Social media a one-way street from Beijing
More than 78 million Facebook users follow the page of the state-run China Daily and are thus served a diet of government-approved stories.
Not a bad fan base considering that Facebook is banned in the mainland.
The huge – and growing – social media presence of Beijing-run organizations pushing a pro-China line came under the spotlight just recently when Facebook and Twitter said they had uncovered a naked propaganda campaign to shape global opinion on Hong Kong’s pro-democracy protests.
The two platforms – neither legally accessible in China – said they were turfing off accounts linked to a government campaign to spread disinformation.
Twitter said it had suspended nearly 1,000 mainland users while Facebook removed seven pages, three groups and five accounts involved in “coordinated inauthentic behavior” focused on Hong Kong protests.
While Beijing has not intervened directly in the special administrative region, its media machine has stepped up a war of words.
“From destroying government buildings to … lynching, the Hong Kong rioters are standing on the brink of terrorism,” posted China Daily – which with other state media was not included in Facebook’s clean-up – last Wednesday.

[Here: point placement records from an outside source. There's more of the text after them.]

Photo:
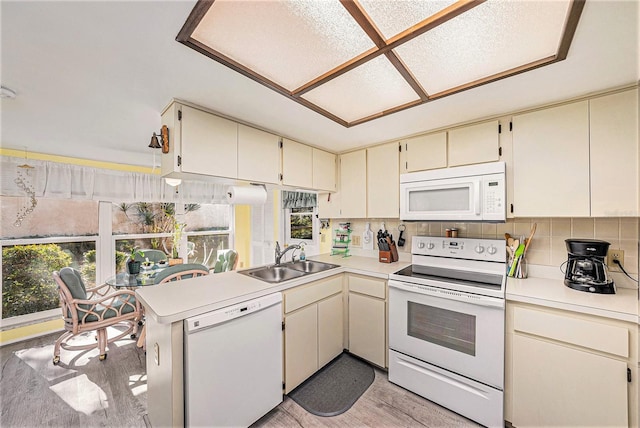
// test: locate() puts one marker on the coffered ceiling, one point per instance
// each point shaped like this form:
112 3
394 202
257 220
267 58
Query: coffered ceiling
355 61
92 77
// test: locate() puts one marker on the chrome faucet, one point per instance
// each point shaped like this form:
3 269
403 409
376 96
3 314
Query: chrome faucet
280 254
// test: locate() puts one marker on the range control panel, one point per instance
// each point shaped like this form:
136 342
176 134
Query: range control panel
461 248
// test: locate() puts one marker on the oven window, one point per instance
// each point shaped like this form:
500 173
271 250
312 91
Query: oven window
434 200
453 330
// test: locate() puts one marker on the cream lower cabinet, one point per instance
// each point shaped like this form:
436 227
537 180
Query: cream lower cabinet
569 369
313 326
368 318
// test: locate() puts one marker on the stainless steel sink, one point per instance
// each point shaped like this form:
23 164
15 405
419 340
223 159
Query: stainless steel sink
273 274
310 266
287 271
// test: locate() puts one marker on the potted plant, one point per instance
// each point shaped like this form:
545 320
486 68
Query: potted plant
133 265
178 228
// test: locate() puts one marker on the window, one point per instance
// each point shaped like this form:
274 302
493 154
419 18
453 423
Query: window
56 234
65 232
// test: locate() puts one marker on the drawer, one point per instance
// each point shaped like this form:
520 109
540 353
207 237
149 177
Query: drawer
311 293
374 287
576 331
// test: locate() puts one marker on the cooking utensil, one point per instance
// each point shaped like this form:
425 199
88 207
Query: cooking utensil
528 240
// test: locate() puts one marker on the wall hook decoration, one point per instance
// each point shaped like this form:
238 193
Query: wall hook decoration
164 134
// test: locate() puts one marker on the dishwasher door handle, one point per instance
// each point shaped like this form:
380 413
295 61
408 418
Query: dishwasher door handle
219 316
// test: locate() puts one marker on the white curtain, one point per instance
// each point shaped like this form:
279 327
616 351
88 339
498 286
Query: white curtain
58 180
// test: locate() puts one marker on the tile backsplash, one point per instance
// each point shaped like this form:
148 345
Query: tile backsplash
547 247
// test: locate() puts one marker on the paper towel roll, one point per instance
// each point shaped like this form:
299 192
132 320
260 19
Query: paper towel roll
246 195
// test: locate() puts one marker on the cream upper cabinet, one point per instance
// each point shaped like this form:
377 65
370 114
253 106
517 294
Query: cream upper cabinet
474 144
353 184
297 164
200 143
551 162
613 123
569 369
423 152
383 181
324 170
258 155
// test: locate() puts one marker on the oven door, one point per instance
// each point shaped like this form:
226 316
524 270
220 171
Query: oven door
460 332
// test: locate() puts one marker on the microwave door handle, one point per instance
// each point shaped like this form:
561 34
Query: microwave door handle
476 195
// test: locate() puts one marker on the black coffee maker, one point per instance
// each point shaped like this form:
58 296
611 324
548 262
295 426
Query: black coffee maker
586 268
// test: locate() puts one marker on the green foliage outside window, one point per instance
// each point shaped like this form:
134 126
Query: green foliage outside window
27 283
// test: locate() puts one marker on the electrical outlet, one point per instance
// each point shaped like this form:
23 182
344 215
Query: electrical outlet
615 255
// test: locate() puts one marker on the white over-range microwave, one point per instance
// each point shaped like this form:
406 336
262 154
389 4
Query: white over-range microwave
464 193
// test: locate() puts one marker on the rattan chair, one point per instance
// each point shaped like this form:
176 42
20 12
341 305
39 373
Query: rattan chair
93 309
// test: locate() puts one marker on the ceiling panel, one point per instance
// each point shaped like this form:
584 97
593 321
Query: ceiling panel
491 38
288 42
393 17
363 91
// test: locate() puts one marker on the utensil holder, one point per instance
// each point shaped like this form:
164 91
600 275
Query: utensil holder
385 256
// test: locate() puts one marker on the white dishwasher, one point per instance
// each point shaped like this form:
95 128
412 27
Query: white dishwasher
233 363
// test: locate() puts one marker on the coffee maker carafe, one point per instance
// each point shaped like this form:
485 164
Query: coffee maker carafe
586 268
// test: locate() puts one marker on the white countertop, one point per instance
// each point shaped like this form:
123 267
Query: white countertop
176 301
553 293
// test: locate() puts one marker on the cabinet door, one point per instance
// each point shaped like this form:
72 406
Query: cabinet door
613 123
301 346
353 184
258 155
297 164
474 144
324 170
551 162
330 325
423 152
209 144
367 322
329 205
555 385
383 181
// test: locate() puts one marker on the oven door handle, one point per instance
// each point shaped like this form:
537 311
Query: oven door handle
441 293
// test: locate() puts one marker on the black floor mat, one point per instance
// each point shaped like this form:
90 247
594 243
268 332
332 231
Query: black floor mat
336 387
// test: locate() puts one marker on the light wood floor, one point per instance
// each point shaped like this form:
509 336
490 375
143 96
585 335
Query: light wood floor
85 392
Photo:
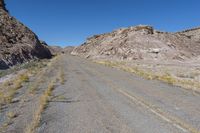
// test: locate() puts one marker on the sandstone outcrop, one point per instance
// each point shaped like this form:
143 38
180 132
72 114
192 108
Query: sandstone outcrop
141 43
18 43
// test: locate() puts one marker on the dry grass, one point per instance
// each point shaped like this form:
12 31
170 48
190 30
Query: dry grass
165 76
10 88
43 103
62 76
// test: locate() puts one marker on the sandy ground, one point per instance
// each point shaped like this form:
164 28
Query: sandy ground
99 99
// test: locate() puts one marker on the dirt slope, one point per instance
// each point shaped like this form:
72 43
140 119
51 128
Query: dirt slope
140 43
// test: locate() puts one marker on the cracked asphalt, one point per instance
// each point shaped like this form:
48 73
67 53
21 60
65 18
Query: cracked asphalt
99 99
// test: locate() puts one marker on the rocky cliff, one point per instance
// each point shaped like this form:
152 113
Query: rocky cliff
18 43
140 43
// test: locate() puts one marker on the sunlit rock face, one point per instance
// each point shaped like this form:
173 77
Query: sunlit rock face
18 44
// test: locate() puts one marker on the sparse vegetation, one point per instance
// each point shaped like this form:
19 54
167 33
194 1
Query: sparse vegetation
9 88
62 76
44 99
166 77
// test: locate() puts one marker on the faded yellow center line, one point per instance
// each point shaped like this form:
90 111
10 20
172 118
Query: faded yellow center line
176 122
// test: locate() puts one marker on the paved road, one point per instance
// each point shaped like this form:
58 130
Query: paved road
99 99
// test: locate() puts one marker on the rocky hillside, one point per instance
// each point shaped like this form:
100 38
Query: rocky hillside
141 43
18 43
194 34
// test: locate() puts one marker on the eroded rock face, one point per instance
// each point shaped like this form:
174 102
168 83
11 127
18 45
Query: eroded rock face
139 43
18 43
2 5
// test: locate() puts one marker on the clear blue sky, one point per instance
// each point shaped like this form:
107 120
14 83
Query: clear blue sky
70 22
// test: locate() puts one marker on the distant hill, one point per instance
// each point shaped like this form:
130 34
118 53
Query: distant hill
142 43
18 43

There has not been any report of lynching.
Beijing wants to “shape international perception of what is happening in Hong Kong,” remarks Anne-Marie Brady, a University of Canterbury professor who researches Chinese politics and media.
She notes that the Chinese Communist Party “propaganda tradition is to use every possible medium, so it is no surprise to see them operating on Twitter and Facebook.”
While Western media reliant on advertising dollars has struggled in the free-for-all of the internet, well-funded Chinese state media outlets have ramped up their global footprint.
A growing physical presence has been matched by a virtual expansion: state news agency Xinhua has more than 12 million followers on Twitter, Communist Party mouthpiece People’s Daily has 6.7 million and Global Times almost 1.5 million.
Among videos of cute pandas and wacky rural inventors, the accounts push an official line, especially on issues that see Beijing criticized. Special people are also given free rein on platforms most mainlanders are not allowed to read.
Beijing ambassador to Washington Cui Tiankai, who joined Twitter two months ago, hinted to 15,000 followers last week that SAR protesters are a fifth column backed by Western governments.
“Hong Kong should never be used for infiltration into and sabotage of the mainland,” he tweeted in English.
One of the Chinese Twittersphere’s most outspoken commentators is Global Times editor in chief Hu Xijin, whose 77,000 followers are given his opinions on Chinese and foreign politics.
He tweeted this month: “Is the US partly responsible for the Hong Kong unrest? Yes. Unrest needs irrational emotion to keep on going. The US and the West have provided spiritual support to HK radical protesters.”
And the moves to silence Chinese-run accounts on Twitter and Facebook were greeted with protests and claims of hypocrisy in the mainland, with posters taking to the authorized Weibo platform.
“Freedom of speech in the West means you have freedom to oppose China but not freedom to love China,” wrote one user.
“They try their best to fabricate, smear and discredit us,” wrote another. “We tried our best to restore the truth to the world, but they turned a deaf ear.”
Chinese University internet policy expert Lokman Tsui says that to Beijing it doesn’t matter if its attempts to provide an alternative narrative are sometimes clumsy.
“The impact of these disinformation campaigns is not necessarily that people will straight up believe the disinformation but much more likely is that some people – especially overseas Chinese – will be unsure what to believe and start to doubt themselves,” he said.